The immune system has evolved complex mechanisms to keep us safe from viruses, bacteria, parasites and other deadly threats that exist in the environment. However, the immune system is a double-edged sword; it is absolutely required for defense against infection, but when dysregulated, it can cause severe damage to the body. As it is difficult to tackle this complexity using traditional scientific approaches alone, the Aderem Lab employs the tools of systems biology to develop a more complete picture of how our cells detect and respond to infectious agents. Our research focus is the innate immune system, the body’s first line of defense. Innate immune cells “sense” invading microbes and then program adaptive responses, which are critical to establishing long-term protective immunity. Scientists in the Aderem Lab are studying innate responses to HIV, tuberculosis, influenza and other pathogens that significantly impact global health. Our goal is to define the mechanisms that result in a successful immune response to infection or vaccination and identify targets for therapeutic intervention to correct inadequate or dysregulated responses. By integrating systems biology-based “omics” approaches (genomics, transcriptomics, proteomics, metabolomics, etc.), we aim to develop predictive models of the complex interactions that maintain the fine balance between host defense and inflammatory disease.

Systems Approach to Immunity and Inflammation

Systems approaches combine what we already know (prior biological knowledge) with the analysis of massive amounts of new data (collected through global measurement technologies and computational methods).
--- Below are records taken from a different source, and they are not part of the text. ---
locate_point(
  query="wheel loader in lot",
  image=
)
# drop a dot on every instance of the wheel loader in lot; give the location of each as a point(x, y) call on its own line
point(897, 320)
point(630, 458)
Merging these levels of information can reveal novel regulatory interactions between molecules and places them in context within the immune system. Identifying regulatory nodes in immune cells that control specific sub-networks of the innate response is critical to the development of therapeutic strategies that aim to either harness specific immune functions, such as for vaccine adjuvants, or to mitigate inflammation-driven diseases such as atherosclerosis and lupus. Two key cell types in the innate immune system are macrophages and dendritic cells, which display an arsenal of receptors for detecting pathogens and play critical roles in pathogen clearance, cytokine production and the initiation of adaptive immunity. Systems biology studies of macrophages and dendritic cells in the Aderem Lab have generated testable hypotheses for the role of a large number of molecules in innate immune responses. We are testing how mutating these molecules or perturbing their networks will impact immune responses against tuberculosis, HIV, influenza and other pathogens. Learn more.
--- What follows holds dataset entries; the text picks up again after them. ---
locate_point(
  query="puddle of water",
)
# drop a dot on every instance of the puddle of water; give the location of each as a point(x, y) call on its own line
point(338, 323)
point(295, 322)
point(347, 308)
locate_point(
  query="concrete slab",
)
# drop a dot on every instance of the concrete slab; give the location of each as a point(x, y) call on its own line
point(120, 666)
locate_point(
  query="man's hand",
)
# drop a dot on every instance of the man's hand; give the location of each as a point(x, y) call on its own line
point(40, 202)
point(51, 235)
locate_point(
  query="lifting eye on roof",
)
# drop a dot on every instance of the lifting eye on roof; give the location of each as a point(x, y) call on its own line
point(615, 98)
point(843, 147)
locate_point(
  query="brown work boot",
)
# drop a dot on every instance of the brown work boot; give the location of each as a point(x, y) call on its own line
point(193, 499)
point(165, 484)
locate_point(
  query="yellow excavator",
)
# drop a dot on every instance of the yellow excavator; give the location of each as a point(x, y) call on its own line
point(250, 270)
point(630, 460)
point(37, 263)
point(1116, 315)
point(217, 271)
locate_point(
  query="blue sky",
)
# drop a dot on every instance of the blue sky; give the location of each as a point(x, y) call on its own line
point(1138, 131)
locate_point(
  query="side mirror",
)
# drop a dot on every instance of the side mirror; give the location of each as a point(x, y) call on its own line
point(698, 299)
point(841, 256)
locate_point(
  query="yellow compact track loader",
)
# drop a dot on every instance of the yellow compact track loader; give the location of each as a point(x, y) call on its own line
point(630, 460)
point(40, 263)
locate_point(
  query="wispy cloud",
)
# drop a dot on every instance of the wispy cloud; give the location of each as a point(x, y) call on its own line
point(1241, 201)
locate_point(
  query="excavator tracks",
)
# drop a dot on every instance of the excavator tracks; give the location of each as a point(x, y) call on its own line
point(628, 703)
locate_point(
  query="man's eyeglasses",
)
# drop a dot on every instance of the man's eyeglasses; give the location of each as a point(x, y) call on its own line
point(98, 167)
Omics for TB Disease Progression (OTB)

Roughly one third of the world’s population is latently infected with Mycobacterium tuberculosis. Over their lifetimes, many of these individuals (with no outward signs of illness) will transition to active disease. We have no biological understanding of what drives this conversion from latent to active disease states. The overall goal of this project is to apply omics technologies and systems-based modeling to define the key bacterial and host determinants of the progression from latent infection to active disease. This work involves collaborations with several groups at the Center for Global Infectious Disease Research, including the Zak, Sherman, and Urdahl Labs, as well as the Baliga Lab at the Institute for Systems Biology.
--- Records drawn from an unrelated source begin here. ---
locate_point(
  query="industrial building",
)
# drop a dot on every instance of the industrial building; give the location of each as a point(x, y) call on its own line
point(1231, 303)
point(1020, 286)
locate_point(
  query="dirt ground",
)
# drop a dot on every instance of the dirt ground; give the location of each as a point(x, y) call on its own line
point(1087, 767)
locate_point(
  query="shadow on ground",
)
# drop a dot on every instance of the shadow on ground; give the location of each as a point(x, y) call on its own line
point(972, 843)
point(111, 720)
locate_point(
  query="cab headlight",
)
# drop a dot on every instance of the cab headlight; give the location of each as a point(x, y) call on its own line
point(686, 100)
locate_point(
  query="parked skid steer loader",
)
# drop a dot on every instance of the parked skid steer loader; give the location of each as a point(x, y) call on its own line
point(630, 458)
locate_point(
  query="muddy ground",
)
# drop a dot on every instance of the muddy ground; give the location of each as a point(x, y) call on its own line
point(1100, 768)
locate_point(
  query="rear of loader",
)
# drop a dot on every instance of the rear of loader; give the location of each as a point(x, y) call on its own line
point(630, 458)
Exploring Innate Immune Signaling

The innate immune system detects pathogens and pathogen components such as lipopolysaccharide (LPS) via pattern recognition receptors. These include the Toll-like receptors (TLRs), the Nod-like receptors (NLRs), the Rig-I-like receptors (RLRs), cytoplasmic DNA receptors (cGAS) and others. Some of these receptors trigger anti-viral responses by inducing type I interferons (type I IFNs). This induction must be tightly regulated since over-exuberant production of IFN can contribute to autoimmunity. The transcription factor IRF7 is a “master regulator” of systemic type I IFN responses. While much is known about the activation of IRF7, the mechanisms by which it is regulated and de-activated remain poorly explored. We have recently identified a regulatory circuit involving IRF7 and another transcription factor, FOXO3, whereby excessive IFN responses are kept in check by FOXO3-mediated repression of IRF7-dependent genes (Litvak et al., Nature 2012). We are currently extending these studies to explore the regulation of other signaling networks that are engaged downstream of TLRs, RLRs and other receptors. This is an exciting area of research that underscores the importance of genetic and epigenetic regulation of interferon and illuminates new concepts in innate immunity.

About Dr. Alan Aderem

Alan AderemAlan Aderem, PhD, is a biologist, specializing in immunology and cell biology, with emphasis on the innate immune system, generally regarded as the body’s first line of defense to any pathogen. Aderem co-founded the Institute for Systems Biology (ISB) with Leroy Hood and Ruedi Aebersold in 2000 and served as its director until 2011.

A native of South Africa, Aderem obtained his PhD at the University of Cape Town and completed a postdoctoral fellowship at the Rockefeller University in New York in the laboratory of Dr. Zanvil Cohn. He rose through the ranks at the Rockefeller University, becoming head of the Laboratory of Signal Transduction in 1991. In 1996, he accepted a professorship of immunology and medicine at the University of Washington in Seattle. In his free time, he enjoys sailing.